Figure 11 – Copy the pivot transformation output
We should paste only the column names into the output column text box and click on “Generate columns now”. We can check the added columns in the “Existing pivoted output columns” text box.
Figure 12 – Generating output columns
After configuring the SSIS pivot transformation, we will export the result into a Flat file (CSV). As shown in the image below, the number of rows is reduced to the number of distinct values found in the “Set Key” columns.
Figure 13 – Executed data flow task
If we open the created CSV file, we can check how the data is transformed to a pivot table.
Figure 14 – Data sample from the exported csv file
SSIS unpivot transformation
As mentioned in the SSIS toolbox, the unpivot transformation “expands an un-normalized data flow into a more normalized version (Values from multiple columns of a single record expand to multiple records in a single column)”.
Figure 15 – Unpivot transformation description in the SSIS toolbox
To explain the SSIS unpivot transformation, we will add a new Data Flow task with a Flat File source that reads from the CSV file we created in the previous example.

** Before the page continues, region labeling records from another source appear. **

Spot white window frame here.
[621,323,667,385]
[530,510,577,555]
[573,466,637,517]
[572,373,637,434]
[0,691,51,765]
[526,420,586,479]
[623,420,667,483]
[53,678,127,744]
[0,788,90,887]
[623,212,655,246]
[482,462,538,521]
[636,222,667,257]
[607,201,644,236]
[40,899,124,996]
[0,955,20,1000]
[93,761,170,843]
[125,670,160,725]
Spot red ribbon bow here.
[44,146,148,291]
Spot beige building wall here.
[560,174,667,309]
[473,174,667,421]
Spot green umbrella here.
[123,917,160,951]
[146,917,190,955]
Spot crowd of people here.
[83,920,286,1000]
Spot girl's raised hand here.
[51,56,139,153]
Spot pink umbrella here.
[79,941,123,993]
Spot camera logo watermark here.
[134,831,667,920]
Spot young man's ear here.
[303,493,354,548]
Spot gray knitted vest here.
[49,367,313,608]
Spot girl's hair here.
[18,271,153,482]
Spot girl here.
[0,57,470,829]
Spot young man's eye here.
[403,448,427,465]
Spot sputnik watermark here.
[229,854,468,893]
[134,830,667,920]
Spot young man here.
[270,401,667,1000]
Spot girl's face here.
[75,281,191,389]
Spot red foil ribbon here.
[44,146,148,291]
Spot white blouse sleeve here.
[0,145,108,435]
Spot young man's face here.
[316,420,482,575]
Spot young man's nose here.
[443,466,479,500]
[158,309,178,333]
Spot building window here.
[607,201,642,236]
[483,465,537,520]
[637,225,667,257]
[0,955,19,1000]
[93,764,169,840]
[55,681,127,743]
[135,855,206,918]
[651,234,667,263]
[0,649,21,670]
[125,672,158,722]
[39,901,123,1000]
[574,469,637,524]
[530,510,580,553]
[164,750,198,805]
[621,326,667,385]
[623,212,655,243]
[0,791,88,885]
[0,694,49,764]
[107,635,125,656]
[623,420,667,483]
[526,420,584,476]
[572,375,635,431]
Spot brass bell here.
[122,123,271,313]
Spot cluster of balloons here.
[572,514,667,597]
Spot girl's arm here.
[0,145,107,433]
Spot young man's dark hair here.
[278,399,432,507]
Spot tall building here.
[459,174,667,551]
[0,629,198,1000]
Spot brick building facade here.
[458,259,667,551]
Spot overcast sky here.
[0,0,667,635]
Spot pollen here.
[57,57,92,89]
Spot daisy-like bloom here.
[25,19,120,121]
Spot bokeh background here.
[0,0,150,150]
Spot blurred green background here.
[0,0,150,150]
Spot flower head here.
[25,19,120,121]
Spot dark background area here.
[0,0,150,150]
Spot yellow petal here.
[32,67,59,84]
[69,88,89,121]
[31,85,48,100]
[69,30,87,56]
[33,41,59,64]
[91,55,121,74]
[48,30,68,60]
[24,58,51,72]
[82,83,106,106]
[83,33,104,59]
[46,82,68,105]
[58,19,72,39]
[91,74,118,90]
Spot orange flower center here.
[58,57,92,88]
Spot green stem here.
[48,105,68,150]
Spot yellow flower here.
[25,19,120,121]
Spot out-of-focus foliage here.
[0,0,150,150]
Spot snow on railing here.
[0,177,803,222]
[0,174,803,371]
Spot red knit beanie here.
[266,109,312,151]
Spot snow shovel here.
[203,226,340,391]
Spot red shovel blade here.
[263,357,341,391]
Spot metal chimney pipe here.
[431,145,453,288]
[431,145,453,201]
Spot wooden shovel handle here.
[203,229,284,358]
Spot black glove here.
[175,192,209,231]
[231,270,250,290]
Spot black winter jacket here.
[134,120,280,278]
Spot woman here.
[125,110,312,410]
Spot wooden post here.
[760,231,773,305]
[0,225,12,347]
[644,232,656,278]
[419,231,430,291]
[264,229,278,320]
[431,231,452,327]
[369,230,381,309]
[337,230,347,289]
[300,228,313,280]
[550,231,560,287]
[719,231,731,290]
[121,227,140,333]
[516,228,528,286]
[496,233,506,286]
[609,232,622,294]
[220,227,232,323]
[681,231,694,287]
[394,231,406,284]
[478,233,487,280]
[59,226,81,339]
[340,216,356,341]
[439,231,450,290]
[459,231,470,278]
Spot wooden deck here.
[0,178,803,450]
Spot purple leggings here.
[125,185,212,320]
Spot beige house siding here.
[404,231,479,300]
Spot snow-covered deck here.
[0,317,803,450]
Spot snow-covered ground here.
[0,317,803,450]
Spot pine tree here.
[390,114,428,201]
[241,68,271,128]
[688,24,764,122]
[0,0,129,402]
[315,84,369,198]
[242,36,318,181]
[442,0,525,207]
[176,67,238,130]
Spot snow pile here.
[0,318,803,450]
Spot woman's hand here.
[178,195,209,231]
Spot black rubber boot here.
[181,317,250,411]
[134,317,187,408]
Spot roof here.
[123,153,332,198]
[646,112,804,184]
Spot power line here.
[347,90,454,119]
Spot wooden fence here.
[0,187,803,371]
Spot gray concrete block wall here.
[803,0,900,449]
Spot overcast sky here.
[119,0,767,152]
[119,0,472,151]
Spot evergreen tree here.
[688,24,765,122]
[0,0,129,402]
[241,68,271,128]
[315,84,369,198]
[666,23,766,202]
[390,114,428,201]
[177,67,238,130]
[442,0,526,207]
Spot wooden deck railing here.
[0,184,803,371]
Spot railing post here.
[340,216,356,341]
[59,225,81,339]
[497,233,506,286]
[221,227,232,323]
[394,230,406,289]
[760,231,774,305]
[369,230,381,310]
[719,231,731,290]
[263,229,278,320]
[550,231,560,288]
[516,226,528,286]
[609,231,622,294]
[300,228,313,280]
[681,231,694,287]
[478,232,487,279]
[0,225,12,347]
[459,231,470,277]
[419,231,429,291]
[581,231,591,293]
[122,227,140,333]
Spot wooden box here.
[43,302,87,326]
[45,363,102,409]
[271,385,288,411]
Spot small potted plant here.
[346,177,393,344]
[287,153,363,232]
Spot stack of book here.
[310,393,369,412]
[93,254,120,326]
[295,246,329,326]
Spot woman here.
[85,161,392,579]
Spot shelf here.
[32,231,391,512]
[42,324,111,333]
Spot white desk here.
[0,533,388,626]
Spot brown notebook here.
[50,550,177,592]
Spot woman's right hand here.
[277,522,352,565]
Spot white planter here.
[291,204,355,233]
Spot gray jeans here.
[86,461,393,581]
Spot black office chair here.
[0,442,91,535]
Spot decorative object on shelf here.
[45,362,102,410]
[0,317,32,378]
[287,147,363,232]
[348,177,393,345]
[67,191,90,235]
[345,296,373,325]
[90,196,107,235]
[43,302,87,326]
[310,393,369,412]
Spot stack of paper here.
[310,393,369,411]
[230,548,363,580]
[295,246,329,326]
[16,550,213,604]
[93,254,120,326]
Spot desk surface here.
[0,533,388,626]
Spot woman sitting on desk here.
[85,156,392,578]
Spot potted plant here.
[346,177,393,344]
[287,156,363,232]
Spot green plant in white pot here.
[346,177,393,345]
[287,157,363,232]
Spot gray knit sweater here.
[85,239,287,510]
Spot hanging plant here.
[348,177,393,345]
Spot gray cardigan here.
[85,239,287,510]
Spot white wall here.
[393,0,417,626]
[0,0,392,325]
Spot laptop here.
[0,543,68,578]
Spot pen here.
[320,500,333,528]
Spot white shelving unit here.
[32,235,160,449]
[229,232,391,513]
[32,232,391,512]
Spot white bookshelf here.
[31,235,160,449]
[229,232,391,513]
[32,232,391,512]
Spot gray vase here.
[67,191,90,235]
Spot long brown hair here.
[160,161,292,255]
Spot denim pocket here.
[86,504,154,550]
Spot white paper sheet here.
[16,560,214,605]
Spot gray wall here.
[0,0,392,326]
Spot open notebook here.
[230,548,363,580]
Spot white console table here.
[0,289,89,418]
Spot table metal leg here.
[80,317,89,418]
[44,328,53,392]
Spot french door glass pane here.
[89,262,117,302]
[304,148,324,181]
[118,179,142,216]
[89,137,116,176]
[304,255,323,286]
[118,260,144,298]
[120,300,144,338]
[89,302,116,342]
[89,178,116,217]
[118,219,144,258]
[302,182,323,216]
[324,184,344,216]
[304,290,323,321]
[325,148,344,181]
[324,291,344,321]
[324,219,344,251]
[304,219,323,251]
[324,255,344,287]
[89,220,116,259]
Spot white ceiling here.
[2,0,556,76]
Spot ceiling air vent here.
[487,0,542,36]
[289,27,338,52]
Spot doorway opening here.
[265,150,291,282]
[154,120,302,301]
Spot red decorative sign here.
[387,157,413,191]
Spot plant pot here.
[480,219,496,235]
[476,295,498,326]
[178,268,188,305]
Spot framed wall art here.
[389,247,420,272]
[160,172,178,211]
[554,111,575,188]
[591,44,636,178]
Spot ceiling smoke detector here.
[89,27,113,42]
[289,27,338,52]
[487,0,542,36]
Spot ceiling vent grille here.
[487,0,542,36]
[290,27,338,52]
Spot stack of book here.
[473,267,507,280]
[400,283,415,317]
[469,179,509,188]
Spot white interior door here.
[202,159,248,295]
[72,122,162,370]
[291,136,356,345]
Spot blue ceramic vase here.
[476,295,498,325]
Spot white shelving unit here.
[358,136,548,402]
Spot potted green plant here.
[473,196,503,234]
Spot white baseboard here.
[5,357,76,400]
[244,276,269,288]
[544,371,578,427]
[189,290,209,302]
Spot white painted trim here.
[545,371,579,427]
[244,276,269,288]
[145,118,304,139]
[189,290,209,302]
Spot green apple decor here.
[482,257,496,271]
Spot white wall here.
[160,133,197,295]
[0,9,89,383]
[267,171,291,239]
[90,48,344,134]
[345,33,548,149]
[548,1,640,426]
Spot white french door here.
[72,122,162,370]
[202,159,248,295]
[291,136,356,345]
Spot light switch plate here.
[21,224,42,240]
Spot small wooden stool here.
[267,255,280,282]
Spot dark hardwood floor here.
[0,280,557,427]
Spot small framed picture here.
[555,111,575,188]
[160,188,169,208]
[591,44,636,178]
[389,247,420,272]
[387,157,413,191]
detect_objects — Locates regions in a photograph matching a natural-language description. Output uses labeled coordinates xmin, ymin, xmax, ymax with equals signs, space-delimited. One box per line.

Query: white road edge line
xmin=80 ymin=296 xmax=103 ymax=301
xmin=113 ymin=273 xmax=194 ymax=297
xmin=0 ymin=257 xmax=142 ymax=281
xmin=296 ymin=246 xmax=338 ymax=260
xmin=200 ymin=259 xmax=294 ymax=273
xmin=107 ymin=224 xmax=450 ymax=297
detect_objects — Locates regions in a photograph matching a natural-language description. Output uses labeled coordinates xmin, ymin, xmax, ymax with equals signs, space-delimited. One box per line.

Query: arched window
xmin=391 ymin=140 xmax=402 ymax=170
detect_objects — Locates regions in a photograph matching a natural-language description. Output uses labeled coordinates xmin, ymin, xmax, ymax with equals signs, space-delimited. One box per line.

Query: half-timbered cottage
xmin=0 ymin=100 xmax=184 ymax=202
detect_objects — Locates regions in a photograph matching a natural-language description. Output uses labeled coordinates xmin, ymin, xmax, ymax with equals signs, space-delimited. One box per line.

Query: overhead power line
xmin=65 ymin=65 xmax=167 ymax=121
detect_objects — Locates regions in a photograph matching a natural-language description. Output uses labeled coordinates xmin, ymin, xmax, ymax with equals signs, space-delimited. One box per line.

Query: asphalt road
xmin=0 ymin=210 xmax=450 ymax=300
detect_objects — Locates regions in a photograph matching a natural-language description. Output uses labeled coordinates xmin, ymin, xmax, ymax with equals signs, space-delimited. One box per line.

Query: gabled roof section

Then we will add an SSIS unpivot transformation component that takes the flat file source’s output as an input.
Now, let us open the SSIS unpivot transformation editor. As shown in the image below, we should configure this transformation as follows:
- We should check the “Pass through” option for the columns that do not need to be unpivoted
- We should check all columns that we need to unpivot
- In the columns grid, we should specify an output column name for each input column. In this example, we used “Times_Earned” as a column name since it was used in the initial SQL query we used
- We should specify the pivot value output column name where the values will be stored. In this example, we used “Earned_Year” as a column name since it was initially used in this article
Figure 16 – SSIS unpivot transformation editor
After configuring the unpivot transformation, we add a Flat file destination to export the unpivoted data to another flat file (CSV). After executing the package, we should note that the unpivot transformation output rows count is higher than the input rows.
Figure 17 – Unpivot input and output rows count
If we open the created CSV file, we can check how pivoted data is transformed back to a normalized table.
Figure 18 – Unpivoted data sample
- Important note: The output of the unpivot transformation is 13530 rows, while the SSIS pivot transformation input was 4979 rows. The reason for this difference is that the unpivot transformation generates a row for each pivot key, set key combination, while it may not exists in the initial data. For example, in the initial data, the “.htaccess” name does not have a row for the 2008 year while it has in the unpivot output while a value equal to 0. The unpivot transformation output rows count = the number of set key values x the number of pivot columns. In this example: 13530 (output rows) = 2255 (Name distinct values) x 6 (Earned year values)
- An overview of SQL Server monitoring tools - December 12, 2023
- Different methods for monitoring MongoDB databases - June 14, 2023
- Learn SQL: Insert multiple rows commands - March 6, 2023
Summary
In this article, we briefly explained the pivot and the unpivot operations and why developers use them. Then, we explained the SSIS pivot transformation and how to configure it to convert normalized data into a pivot table. Finally, we explained the SSIS unpivot transformation and how to transform pivoted data into normalized data.